Quien descubrió lo ocurrido fue Juan Pereyra, un joven de 18 años que escuchó gritos provenientes del interior del pozo. Al acercarse, encontró a la familia Torterolo luchando por sobrevivir en el fondo. El rescate fue inmediato, pero el desenlace resultó devastador: Miguel Ángel, de 5 años, y Marisol, de 3, murieron como consecuencia de la caída.
La noticia generó una fuerte conmoción pública y abrió una investigación policial que, en un primer momento, parecía tener un responsable claro.
Un acusado y una confesión que luego se desmoronó
Pocas horas después del hallazgo, la Policía detuvo a Pablo Hernández Jara, un peón que trabajaba en la quinta donde ocurrió el hecho.
El hombre, de origen humilde, se confesó culpable durante los primeros interrogatorios, lo que llevó a que el caso pareciera resuelto con rapidez. Sin embargo, poco tiempo después se retractó de su declaración.
Para entonces, gran parte de la opinión pública ya lo había condenado.
Los titulares de la época lo describían con términos contundentes como “salvaje”, “bárbaro” y “monstruo”, mientras el caso ocupaba portadas y generaba indignación en todo el país.
La duda que cambió el rumbo de la investigación
En medio de ese clima, una voz comenzó a cuestionar la versión oficial.
El periodista Humberto Dolce puso en duda la hipótesis policial. Había algo que no encajaba: ¿cómo un hombre de complexión menuda podía haber sometido a una mujer corpulenta y a cuatro niños al mismo tiempo?
Dolce publicó entonces una carta escrita por el propio Hernández Jara, en la que el peón proclamaba su inocencia.

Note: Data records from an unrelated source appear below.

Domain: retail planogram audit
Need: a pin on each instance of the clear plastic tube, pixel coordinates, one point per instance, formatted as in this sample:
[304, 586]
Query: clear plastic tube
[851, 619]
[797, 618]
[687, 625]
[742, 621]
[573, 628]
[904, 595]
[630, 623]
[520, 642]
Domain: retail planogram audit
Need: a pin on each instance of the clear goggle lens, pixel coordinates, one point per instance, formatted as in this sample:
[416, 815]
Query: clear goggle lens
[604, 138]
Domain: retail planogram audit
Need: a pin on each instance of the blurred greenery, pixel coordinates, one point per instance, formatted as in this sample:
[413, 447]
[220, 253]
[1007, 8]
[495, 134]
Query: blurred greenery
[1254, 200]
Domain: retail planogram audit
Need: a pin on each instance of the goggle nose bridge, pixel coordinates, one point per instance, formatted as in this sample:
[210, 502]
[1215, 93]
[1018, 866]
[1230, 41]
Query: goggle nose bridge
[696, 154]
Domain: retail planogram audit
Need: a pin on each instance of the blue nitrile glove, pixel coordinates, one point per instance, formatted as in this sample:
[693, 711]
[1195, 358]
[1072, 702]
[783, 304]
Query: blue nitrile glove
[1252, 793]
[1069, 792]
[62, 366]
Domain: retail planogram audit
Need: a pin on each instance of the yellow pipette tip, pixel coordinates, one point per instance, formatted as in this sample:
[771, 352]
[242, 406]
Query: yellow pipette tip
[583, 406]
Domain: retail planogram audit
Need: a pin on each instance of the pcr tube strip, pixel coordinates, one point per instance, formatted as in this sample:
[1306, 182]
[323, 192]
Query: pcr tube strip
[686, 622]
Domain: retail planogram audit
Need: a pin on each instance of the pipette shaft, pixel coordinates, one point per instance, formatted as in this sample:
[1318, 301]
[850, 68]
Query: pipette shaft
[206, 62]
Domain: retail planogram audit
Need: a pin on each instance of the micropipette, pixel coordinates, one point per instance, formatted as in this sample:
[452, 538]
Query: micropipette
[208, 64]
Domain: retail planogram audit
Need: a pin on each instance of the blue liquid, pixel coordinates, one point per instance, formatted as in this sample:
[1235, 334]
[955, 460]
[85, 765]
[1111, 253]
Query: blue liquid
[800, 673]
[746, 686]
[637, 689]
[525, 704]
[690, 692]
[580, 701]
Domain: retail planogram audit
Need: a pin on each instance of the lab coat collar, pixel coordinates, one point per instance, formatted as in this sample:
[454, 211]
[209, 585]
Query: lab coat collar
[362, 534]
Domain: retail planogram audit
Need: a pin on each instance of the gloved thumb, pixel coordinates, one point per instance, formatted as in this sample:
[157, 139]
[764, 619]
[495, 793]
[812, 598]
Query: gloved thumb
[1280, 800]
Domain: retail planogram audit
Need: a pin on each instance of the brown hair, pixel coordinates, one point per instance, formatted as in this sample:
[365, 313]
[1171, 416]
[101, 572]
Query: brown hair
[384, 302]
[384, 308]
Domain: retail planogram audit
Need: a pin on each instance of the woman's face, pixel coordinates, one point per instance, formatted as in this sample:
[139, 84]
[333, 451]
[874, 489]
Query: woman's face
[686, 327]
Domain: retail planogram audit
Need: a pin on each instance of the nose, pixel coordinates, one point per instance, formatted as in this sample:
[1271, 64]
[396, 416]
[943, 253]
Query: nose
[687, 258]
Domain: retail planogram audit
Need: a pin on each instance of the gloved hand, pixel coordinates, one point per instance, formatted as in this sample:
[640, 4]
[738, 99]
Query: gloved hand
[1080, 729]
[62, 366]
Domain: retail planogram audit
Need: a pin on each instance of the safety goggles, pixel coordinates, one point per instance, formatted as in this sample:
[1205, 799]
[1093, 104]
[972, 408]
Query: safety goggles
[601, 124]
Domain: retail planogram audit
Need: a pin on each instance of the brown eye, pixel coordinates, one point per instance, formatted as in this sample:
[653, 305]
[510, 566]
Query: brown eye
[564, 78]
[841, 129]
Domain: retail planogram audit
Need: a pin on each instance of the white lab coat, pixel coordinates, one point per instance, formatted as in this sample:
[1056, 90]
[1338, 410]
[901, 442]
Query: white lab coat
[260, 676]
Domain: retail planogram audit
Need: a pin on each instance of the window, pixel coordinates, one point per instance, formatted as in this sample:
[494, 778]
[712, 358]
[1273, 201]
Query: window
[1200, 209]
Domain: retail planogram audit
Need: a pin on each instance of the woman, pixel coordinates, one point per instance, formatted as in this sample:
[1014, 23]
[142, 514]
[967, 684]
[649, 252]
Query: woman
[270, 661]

En ese momento, muchos consideraron que el periodista estaba inventando una historia para generar polémica.
Pero el caso todavía tenía un giro inesperado.
La frase que reveló la verdad
Durante la reconstrucción judicial de los hechos, ocurrió un episodio que cambiaría el rumbo de la investigación.
En medio del procedimiento y tras una discusión familiar, Carlitos, uno de los niños que había sobrevivido a la caída, señaló a su madre y gritó: “¡Y sí, fuiste vos! ¡Y le echaste la culpa a Pablo!”.
Esa frase dejó al descubierto lo que hasta entonces no había sido considerado por los investigadores.
La investigación terminó revelando que Esther González de Torterolo, la madre, había sido quien arrojó a sus propios hijos al pozo.
Según se reconstruyó posteriormente, la mujer se encontraba agobiada por las deudas y la desesperación. Tras conocerse la verdad, Pablo Hernández Jara fue liberado.
Un caso que quedó en la memoria colectiva
La tragedia de la familia Torterolo dejó una marca profunda en la historia policial del país: un crimen brutal, un inocente señalado durante días y una verdad que tardó en salir a la luz.
Más de medio siglo después, el episodio sigue siendo recordado como uno de los casos más impactantes de la crónica policial uruguaya.